Enhanced Adaptive Average Pooling 2D Backward Kernel: Performance Improvements and Code Simplification #1658

chunhuanMeng · 2025-05-14T02:27:31Z

Refactors and enhances the adaptive_avg_pool2d_backward_kernel implementation in the src/ATen/native/xpu/sycl/AdaptiveAveragePooling2dKernels.cpp file. Key changes include removing redundant template parameters, adding a new kernel functor for channels-last memory format, and optimizing memory usage and thread configurations for better performance and maintainability.

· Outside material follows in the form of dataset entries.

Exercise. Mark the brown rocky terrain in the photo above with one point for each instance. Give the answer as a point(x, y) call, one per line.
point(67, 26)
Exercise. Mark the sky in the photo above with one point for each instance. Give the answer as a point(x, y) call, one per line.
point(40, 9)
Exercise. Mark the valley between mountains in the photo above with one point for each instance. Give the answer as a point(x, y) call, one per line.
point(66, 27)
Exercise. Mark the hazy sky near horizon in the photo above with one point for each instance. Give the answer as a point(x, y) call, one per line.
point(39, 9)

Refactoring and Simplification:

Removed the is_channels_last template parameter from both AdaptiveAvgPool2dBwdKernelFunctor and AdaptiveAvgPool2dBwdSLMKernelFunctor, simplifying their implementations. This eliminates conditional logic based on memory format

New Kernel Functor:

Introduced AdaptiveAvgPool2dBwdSLMChannelsLastKernelFunctor, specifically designed to handle the channels-last memory format. This functor precomputes indices and pooling factors for efficient gradient computation, leveraging shared memory for intermediate storage.

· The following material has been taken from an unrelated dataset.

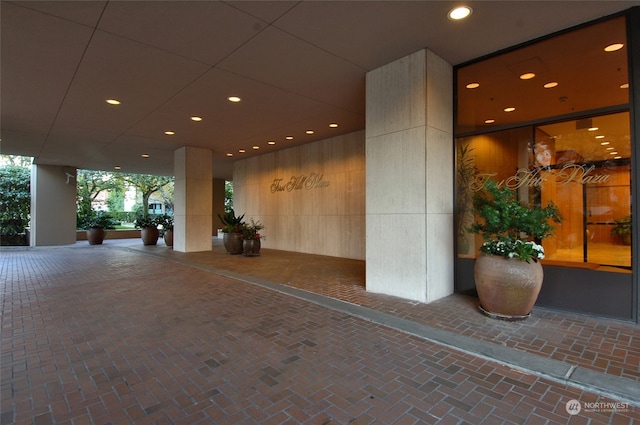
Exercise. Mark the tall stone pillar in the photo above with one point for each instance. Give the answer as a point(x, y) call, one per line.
point(409, 178)
point(193, 195)
point(53, 205)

Memory and Thread Optimization:

Added constants (XPU_MAX_THREADS, GROUP_STRIDE) and optimized thread group configurations to improve performance and reduce the number of groups launched.
Updated shared memory usage calculations and introduced logic to dynamically adjust thread configurations if memory limits are exceeded.

General Improvements:

Replaced hardcoded dimensions with dynamically calculated values (isizeH, isizeW, osizeH, osizeW) for better readability and maintainability.
Removed unused or redundant code.

Copilot

Pull Request Overview

This PR refactors the Adaptive Average Pooling 2D backward kernel to improve performance, simplify code logic, and add a new optimized kernel for channels-last format.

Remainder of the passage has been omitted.